I try to pretend like I’m Indiana Jones, but it feels like we’re grave-robbing, except the grave is our grandma’s, or maybe our whole family’s. Every once in a while, my dad and Ronnie find something that makes them lean on each other, and you can tell what they found belonged to their mother.
They seem happy to be in the space together, joking and laughing about old times.
“Girls, come here…,” Daddy shouts from deep inside the store.
Jo and I follow his voice to the little cramped office in the back. He lifts up a heavy antique front-desk push bell, the kind of thing used to summon somebody from somewhere deep inside. And guess what shape it’s in? It’s a turtle! My father, the turtle, with his antique turtle bell.
I start to laugh. Jo and my father look at me quizzically.

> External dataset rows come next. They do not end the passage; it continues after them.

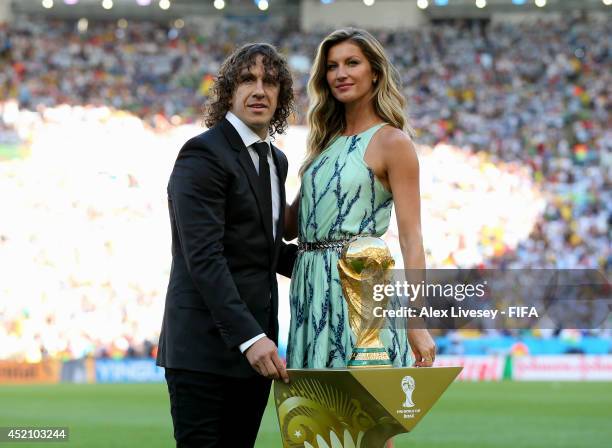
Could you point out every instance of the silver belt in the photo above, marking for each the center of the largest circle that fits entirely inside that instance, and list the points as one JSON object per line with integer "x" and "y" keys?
{"x": 337, "y": 245}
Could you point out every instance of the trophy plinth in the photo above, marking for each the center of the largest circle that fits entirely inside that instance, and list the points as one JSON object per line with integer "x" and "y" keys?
{"x": 365, "y": 262}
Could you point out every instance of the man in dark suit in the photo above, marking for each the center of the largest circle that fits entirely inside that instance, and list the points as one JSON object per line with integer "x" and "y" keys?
{"x": 226, "y": 198}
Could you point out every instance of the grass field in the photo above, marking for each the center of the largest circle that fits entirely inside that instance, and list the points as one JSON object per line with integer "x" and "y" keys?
{"x": 507, "y": 414}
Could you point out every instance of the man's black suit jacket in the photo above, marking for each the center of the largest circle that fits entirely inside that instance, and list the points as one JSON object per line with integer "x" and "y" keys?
{"x": 222, "y": 288}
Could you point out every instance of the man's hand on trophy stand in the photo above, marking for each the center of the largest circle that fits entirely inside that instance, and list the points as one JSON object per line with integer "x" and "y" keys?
{"x": 423, "y": 347}
{"x": 263, "y": 357}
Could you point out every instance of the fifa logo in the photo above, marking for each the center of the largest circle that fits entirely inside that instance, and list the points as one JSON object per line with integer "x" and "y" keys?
{"x": 408, "y": 387}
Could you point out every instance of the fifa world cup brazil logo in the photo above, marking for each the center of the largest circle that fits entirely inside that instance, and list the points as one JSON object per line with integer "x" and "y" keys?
{"x": 365, "y": 262}
{"x": 408, "y": 387}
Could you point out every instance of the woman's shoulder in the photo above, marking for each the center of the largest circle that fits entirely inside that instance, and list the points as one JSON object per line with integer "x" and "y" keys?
{"x": 393, "y": 143}
{"x": 392, "y": 137}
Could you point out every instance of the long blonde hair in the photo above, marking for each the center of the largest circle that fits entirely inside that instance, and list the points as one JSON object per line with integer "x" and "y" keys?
{"x": 326, "y": 118}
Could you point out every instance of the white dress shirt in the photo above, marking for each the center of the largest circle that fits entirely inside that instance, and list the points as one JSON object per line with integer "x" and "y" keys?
{"x": 249, "y": 137}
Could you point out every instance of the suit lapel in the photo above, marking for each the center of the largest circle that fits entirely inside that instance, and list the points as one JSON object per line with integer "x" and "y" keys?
{"x": 246, "y": 163}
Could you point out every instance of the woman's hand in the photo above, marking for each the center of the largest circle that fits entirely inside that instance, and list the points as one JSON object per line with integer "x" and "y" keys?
{"x": 423, "y": 347}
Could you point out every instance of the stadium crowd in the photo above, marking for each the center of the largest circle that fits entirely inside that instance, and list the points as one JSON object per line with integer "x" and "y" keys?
{"x": 523, "y": 110}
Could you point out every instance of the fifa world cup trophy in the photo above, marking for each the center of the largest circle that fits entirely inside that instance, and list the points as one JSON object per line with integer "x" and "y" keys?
{"x": 365, "y": 262}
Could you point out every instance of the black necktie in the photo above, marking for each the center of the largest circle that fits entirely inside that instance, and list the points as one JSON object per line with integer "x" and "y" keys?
{"x": 265, "y": 185}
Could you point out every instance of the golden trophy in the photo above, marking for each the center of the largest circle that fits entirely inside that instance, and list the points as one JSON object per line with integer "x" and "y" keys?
{"x": 365, "y": 262}
{"x": 368, "y": 403}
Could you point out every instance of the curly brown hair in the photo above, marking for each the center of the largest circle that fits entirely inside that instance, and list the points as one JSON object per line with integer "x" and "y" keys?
{"x": 229, "y": 78}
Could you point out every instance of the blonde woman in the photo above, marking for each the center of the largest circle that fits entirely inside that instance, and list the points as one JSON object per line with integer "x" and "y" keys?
{"x": 360, "y": 161}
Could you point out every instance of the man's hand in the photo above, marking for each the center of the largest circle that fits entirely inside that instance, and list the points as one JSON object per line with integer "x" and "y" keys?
{"x": 263, "y": 357}
{"x": 423, "y": 347}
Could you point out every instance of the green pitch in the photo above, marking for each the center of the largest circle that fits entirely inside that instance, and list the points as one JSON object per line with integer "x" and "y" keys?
{"x": 506, "y": 414}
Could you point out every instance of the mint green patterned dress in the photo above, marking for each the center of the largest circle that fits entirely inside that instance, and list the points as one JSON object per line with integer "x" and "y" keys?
{"x": 340, "y": 197}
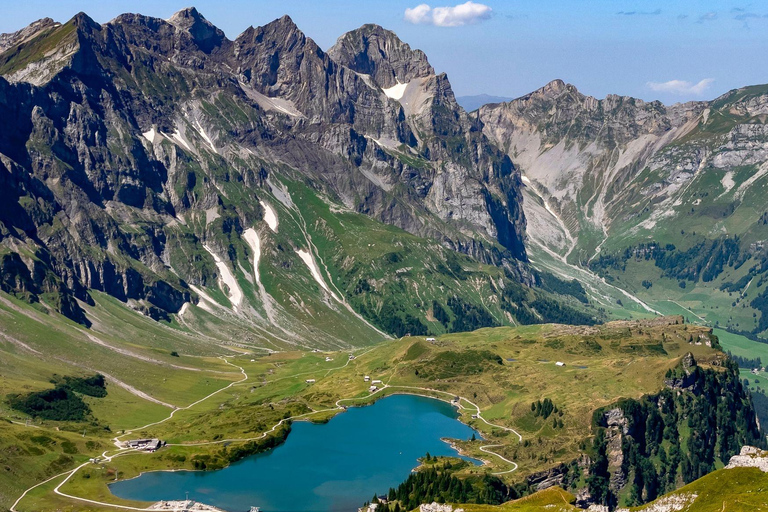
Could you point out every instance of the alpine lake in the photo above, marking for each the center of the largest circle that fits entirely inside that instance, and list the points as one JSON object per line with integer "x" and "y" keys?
{"x": 329, "y": 467}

“This was from your great-grandfather’s office. It’s one of the few things my grandmother took with her when they left Oklahoma.”
First he passes it to Jo, who cradles it in her hand for a little while before passing it to me.
It’s heavy in my palm. I run my hand along the ornate etching swirling this way and that across the bronze shell. The turtle pokes its head delicately out the front. I hold it in my hand and use my finger to press the shell, and it rings out loud and clear as day. I press it two more times. It’s beautiful.